So say you have a vertically polarized single photon impinging on an atom.
You cannot vertically polarize a photon. The photon has spin 1 which, because the mass of the photon is zero, will be either +1, i.e. in its direction of motion, or -1, against its direction of motion. The photon does not have an electric and magnetic field defining it so as to talk of classical polarization. Only momentum and $E=hν$
This can be seen pictorially in how photons build a polarized beam :
Note how the photon spin is + or - to its direction of motion, while the light has circular polarization.

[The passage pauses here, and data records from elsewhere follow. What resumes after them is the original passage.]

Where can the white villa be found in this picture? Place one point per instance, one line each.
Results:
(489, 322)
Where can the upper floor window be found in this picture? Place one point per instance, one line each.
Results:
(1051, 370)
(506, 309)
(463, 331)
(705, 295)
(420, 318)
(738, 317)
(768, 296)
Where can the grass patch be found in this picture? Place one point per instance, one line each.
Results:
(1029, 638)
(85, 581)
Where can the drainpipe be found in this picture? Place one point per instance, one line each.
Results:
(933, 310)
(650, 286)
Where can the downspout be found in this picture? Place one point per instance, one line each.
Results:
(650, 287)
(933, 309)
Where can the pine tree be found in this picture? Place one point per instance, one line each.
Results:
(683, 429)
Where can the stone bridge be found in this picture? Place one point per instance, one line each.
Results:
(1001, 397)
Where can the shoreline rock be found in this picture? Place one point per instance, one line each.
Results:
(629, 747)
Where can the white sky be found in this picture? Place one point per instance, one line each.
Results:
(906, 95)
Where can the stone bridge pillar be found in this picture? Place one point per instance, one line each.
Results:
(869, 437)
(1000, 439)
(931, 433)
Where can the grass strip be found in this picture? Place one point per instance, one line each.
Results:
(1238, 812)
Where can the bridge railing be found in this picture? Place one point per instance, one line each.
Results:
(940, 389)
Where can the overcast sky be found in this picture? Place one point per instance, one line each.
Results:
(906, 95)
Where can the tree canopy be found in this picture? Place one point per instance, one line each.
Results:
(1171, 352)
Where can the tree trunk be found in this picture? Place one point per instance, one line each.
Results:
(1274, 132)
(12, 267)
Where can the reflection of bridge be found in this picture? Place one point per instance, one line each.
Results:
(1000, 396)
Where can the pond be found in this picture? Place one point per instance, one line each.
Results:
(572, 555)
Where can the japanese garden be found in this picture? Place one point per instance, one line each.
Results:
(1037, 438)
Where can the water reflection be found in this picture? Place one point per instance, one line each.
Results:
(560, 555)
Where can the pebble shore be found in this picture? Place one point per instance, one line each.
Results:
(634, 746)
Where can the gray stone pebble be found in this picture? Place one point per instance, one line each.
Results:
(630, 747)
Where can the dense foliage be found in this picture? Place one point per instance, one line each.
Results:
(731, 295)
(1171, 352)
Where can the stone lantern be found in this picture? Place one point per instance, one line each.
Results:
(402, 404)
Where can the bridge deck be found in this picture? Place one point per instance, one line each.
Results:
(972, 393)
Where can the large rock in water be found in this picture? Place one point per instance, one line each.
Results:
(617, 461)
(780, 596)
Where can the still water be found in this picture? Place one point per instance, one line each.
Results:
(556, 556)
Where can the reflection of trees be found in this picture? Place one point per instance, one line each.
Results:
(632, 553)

The atom absorbs the photon and re-emits it. Does the re-emitted photon have the same polarization (vertical) as the incident photon? My gut tells me it does not, but I do not know.
Cannot be vertical for the individual photon, so the answer is no. If a photon with spin +1 is absorbed by an atom can give a photon of spin +1 to its direction of motion when it deexcites, will depend on the energy levels involved, i.e. the angular momenta for the individual energy levels and atoms.
Light, the quantum mechanical superposition of zillions of photons can have vertical (to its direction of motion) and circular polarization, depending how the individual wavefunctions of the photons $Ψ$ are added into one wavefunction for the ensemble. This link shows how the classical field is built up from the quantum mechanical fields.